Lacunar angina in adults
Palatine tonsils (tonsils) are paired formations of lymphoid tissue located in the oropharynx. The surface of the tonsils is permeated with lacunae (depressions), which have extensive branching into the body of the lymphoid tissue. The total surface of the mucous membranes of the tonsils is up to 350 cm 2, which is comparable to the area of the walls of the oropharynx.
The physiological feasibility of a large area of the tonsils is due to an increased likelihood of contact of microorganisms and viruses with cells of the immune system in the lacunae. Immunocompetent lymphocytes in the tonsils capture foreign pathogenic cells and neutralize them. With the weakening of the body, the tonsils cannot cope with the main function, there is an inflammation of the palatine tonsils - tonsillitis.
Lacunar tonsillitis (lacunar tonsillitis) is an acute purulent inflammation of the lacunae of the tonsils. Lacunar angina occurs in childhood and adolescence. For adults, almost always, this is an exacerbation of a smoldering infection. Lacunar angina in adults is diagnosed before the age of 50. At an older age, the likelihood of the disease decreases. The disease is diagnosed all year round, with a peak incidence from October to January.
Content:
- Symptoms of lacunar sore throat
- Causes of lacunar sore throat
- Treatment of lacunar sore throat
Symptoms of lacunar sore throat

Lacunar angina in adults is manifested in the acute phase of inflammation. Pathogenesis develops rapidly. The clinic, in full, manifests itself during the day, accompanied by a sharp rise in temperature to febrile (38-39 0 С) or pyretic (39-41 0 С) values.
Symptoms of lacunar sore throat appear as:
-
fever, often of the hectic type (temperature fluctuations during the day up to ± 5 0 C), sometimes of the remitting type (an increase in body temperature to 2 0 C and its maintenance for a long time without a decrease);
- intoxication syndrome (weakness, headache, fatigue, lack of appetite, insomnia);
- pain syndrome (pain when swallowing, arthralgia - pain in the joints of the jaw, myalgia - pain in the muscles);
- hyperemia of the cheeks, against the background of pallor of the nasolabial triangle (with secondary angina, used in differential diagnosis);
- hyperemia of the mucous membranes (palatine arches, tonsils, soft palate);
- purulent contents in gaps and tonsils - pathognomonic (leading) symptom;
- lymphadenitis - inflammation of regional lymph nodes in the neck and jaw;
- tachycardia - increased heart rate (HR), usually up to 90 beats / minute;
In bacteriological studies, various microorganisms are detected:
- group A beta hemolytic streptococcus (GABHS);
- Staphylococcus aureus (Staphylococcus aureus);
- Staphylococcus haemolyticus (hemolytic staphylococcus aureus);
Sometimes, when sowing a smear from the throat, other microorganisms are also isolated - the causative agents of lacunar sore throat. Immunological methods, polymerase chain reaction (PCR) and others secrete viruses that can also cause sore throats. Most often, with lacunar angina, there are:
- adenoviruses;
- herpes virus;
- cytomegalovirus.
Causes of lacunar sore throat
Lacunar sore throats are divided into primary and secondary.

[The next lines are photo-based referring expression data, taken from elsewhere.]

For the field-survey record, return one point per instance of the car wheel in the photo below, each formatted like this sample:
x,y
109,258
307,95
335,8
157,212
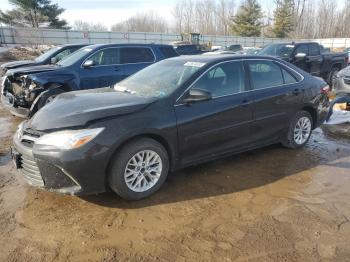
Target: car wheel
x,y
139,169
299,131
48,97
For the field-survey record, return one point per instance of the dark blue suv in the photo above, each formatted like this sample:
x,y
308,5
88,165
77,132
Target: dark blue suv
x,y
26,90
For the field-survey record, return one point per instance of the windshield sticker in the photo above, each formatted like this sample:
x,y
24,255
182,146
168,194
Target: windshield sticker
x,y
194,64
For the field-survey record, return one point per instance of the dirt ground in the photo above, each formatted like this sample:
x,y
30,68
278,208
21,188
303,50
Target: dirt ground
x,y
270,204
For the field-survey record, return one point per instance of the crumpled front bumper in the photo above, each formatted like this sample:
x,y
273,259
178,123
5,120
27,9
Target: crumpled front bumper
x,y
75,172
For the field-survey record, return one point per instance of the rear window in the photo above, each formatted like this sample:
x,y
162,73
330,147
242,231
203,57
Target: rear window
x,y
130,55
314,50
168,51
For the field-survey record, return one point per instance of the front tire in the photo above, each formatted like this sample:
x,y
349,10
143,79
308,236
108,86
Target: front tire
x,y
139,169
299,131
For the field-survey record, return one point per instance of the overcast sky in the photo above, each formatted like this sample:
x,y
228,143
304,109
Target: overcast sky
x,y
109,12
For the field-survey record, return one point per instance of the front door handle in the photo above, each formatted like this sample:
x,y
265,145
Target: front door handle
x,y
245,103
296,91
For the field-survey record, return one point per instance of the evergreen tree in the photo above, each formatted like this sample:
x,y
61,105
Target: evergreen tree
x,y
247,21
33,13
283,18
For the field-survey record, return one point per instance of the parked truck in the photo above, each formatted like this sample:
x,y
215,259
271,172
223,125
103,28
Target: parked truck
x,y
311,57
26,90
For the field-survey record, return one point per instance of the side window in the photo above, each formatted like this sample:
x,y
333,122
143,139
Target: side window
x,y
265,74
136,55
302,49
168,51
224,79
109,56
288,78
63,54
314,50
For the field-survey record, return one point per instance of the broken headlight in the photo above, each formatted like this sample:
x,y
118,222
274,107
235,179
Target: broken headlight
x,y
32,85
69,139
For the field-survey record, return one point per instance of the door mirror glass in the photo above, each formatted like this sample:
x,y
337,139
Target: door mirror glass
x,y
54,60
300,56
197,95
88,63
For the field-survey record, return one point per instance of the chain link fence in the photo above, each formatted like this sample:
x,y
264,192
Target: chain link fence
x,y
29,36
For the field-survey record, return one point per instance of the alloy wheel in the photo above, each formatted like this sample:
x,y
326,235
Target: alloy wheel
x,y
143,171
302,130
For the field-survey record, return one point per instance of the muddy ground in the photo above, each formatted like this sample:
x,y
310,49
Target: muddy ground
x,y
271,204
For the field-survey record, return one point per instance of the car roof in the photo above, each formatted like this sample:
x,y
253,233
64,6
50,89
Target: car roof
x,y
97,46
214,58
292,43
72,45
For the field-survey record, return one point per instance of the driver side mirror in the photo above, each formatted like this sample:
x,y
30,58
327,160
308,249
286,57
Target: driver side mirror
x,y
88,63
54,60
196,95
300,56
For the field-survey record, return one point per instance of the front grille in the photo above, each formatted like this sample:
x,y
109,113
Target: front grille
x,y
30,171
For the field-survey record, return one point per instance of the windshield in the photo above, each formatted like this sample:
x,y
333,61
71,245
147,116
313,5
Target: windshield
x,y
74,57
160,79
47,54
280,50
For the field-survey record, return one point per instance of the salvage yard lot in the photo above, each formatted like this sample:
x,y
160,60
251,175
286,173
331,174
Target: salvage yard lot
x,y
271,204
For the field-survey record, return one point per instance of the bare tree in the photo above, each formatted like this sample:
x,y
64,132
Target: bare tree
x,y
143,22
86,26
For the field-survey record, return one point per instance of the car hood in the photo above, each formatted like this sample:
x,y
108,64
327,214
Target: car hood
x,y
76,109
32,69
345,72
15,64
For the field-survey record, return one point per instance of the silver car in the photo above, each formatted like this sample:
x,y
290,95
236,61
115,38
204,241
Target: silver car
x,y
342,82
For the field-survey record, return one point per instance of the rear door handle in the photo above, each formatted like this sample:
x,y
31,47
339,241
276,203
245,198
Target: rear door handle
x,y
245,103
296,91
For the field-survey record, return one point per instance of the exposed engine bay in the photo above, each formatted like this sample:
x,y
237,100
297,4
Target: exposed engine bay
x,y
21,90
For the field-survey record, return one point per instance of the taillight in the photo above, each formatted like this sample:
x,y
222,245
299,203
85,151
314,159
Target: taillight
x,y
325,90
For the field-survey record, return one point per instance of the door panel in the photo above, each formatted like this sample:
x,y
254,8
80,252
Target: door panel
x,y
314,59
276,98
220,124
213,126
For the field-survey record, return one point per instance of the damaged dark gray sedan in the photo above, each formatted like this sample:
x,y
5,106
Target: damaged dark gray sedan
x,y
342,82
176,113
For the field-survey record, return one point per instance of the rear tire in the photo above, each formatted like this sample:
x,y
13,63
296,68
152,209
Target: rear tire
x,y
299,131
139,169
332,76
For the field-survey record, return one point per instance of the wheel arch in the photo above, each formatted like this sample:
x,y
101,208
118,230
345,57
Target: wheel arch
x,y
159,138
312,111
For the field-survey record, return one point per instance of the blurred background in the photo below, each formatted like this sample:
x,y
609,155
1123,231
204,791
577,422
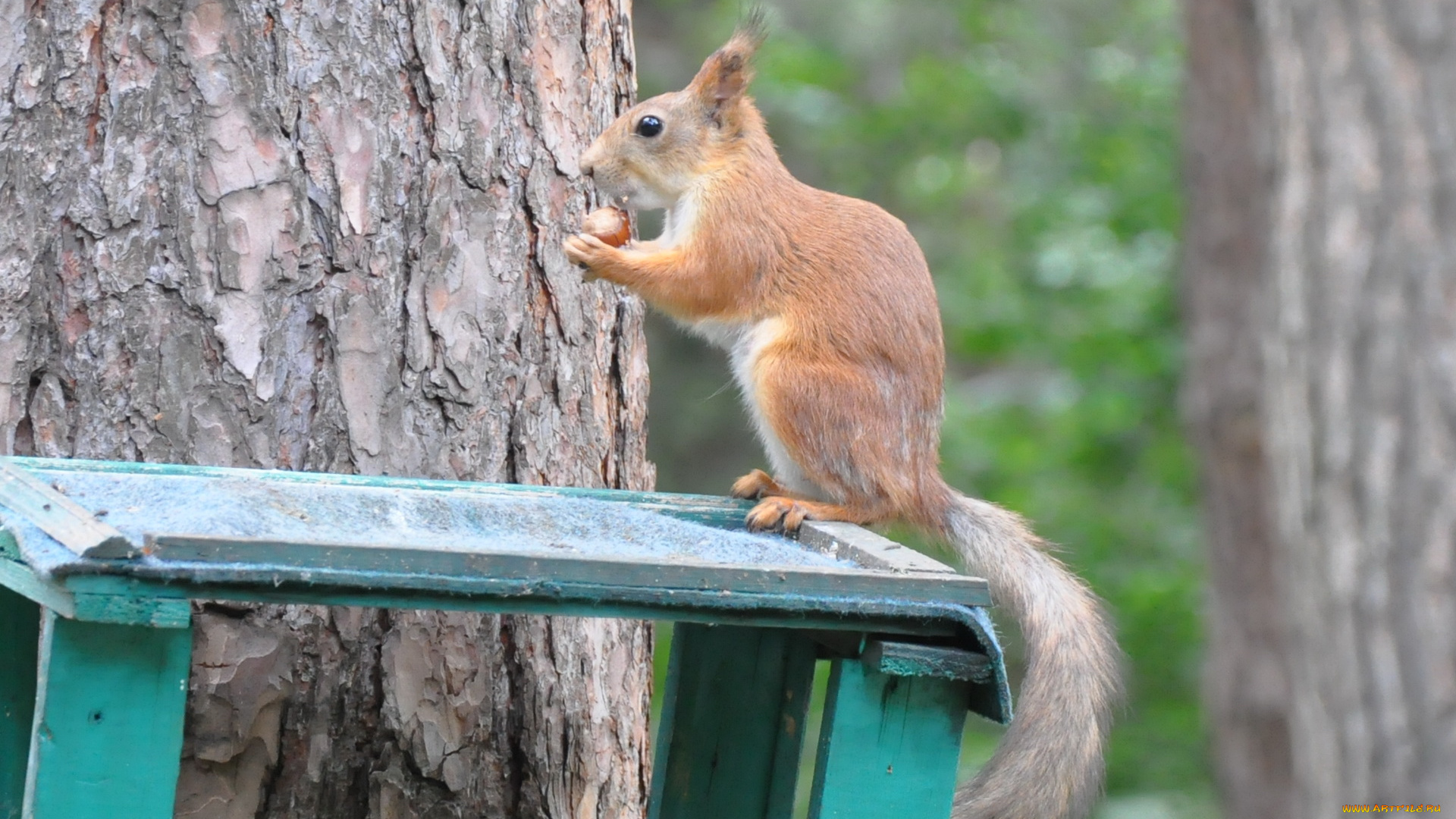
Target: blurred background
x,y
1033,150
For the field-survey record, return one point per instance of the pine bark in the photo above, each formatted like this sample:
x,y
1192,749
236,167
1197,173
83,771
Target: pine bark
x,y
1351,309
1225,245
325,235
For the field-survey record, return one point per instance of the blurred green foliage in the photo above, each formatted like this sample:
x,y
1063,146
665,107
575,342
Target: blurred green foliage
x,y
1031,146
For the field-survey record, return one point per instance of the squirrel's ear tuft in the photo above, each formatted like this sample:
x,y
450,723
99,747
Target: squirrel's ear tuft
x,y
727,74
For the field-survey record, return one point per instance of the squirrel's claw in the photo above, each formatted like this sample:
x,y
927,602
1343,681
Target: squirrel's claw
x,y
587,251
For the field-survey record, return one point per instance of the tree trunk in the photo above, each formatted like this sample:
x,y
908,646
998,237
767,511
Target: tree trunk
x,y
1226,177
1353,312
325,235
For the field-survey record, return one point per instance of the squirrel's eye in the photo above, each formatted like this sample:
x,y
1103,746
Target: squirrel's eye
x,y
650,127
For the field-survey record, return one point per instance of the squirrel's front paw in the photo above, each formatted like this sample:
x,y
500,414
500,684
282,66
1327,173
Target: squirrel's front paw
x,y
590,253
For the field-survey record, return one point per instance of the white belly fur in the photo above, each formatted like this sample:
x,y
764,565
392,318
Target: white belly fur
x,y
745,341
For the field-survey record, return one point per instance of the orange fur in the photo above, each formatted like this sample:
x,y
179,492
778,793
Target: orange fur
x,y
829,314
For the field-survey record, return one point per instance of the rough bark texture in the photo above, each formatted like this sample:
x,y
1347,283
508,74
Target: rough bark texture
x,y
325,235
1354,311
1360,392
1225,238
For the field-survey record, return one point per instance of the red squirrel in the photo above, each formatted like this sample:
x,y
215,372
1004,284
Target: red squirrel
x,y
826,308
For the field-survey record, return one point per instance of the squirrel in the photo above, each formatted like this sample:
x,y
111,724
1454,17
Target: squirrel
x,y
826,308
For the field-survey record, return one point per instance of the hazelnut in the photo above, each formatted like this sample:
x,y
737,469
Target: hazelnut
x,y
607,223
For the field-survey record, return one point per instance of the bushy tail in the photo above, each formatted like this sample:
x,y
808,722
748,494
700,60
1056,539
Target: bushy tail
x,y
1049,764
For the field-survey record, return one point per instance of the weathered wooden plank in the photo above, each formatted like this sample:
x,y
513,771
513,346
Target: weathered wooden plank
x,y
867,548
733,723
889,745
60,518
108,730
19,579
506,596
910,659
293,560
19,640
711,510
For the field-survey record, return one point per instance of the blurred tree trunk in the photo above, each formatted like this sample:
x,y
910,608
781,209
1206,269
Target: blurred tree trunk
x,y
325,235
1350,613
1225,168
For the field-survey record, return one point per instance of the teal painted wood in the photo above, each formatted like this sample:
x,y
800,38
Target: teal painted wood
x,y
733,723
108,730
910,659
58,516
19,639
889,745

The main causative agents of primary lacunar sore throat in adults:
- streptococci;
- staphylococci;
- other microorganisms and fungi;
- some types of viruses.
Secondary tonsillitis occurs with scarlet fever, tuberculosis, and other infections in which the pathological process spreads to the palatine tonsils and the surrounding tissue.
Lacunar angina is an infectious disease, infection can occur when:
- inhaling air;
- alimentary with food;
- household contact.
In clinical practice, most often, infection is mentioned by contact with a person who is sick with angina.
Predisposing factors of the disease:
- inflammation of the oropharynx and nasopharynx;
- caries and periodontal disease;
- hypothermia of the body;
- chronic fatigue;
- unfavorable ecology.
The diagnosis of lacunar angina is made on the basis of a complex of clinical and epidemiological studies, laboratory data and instrumental examination.
The clinical examination includes:
- collection of anamnesis, external examination, palpation of peripheral lymph nodes, skin, subcutaneous tissue, chest auscultation;
- medical history;
- General analysis of blood (CBC) and urine (OAM).
- Bacteriological examination includes sowing a smear (pharynx, nasopharynx, lacunae) on the microflora, according to indications, crops are made on Lefler's bacillus (in differential diagnosis, diphtheria is suspected) and conditionally pathogenic microflora.
- Immunological research to identify viruses - causative agents of angina.
- Instrumental studies include the definition of an electrocardiogram, pharyngoscopy and laryngoscopy.
- Other studies according to indications.
Treatment of lacunar sore throat

Hospitalization depending on the severity of the pathogenesis. In any case, bed rest and limitation of the number of contacts are shown. The food is warm, pureed, not spicy. Plentiful drink is shown.
Methods of treatment, drugs are similar to the treatment of follicular sore throat. Conservative treatment is indicated, and in the absence of effect, in the case of acute enlargement of the tonsils, with difficulty in breathing, surgical removal of the tonsils is indicated.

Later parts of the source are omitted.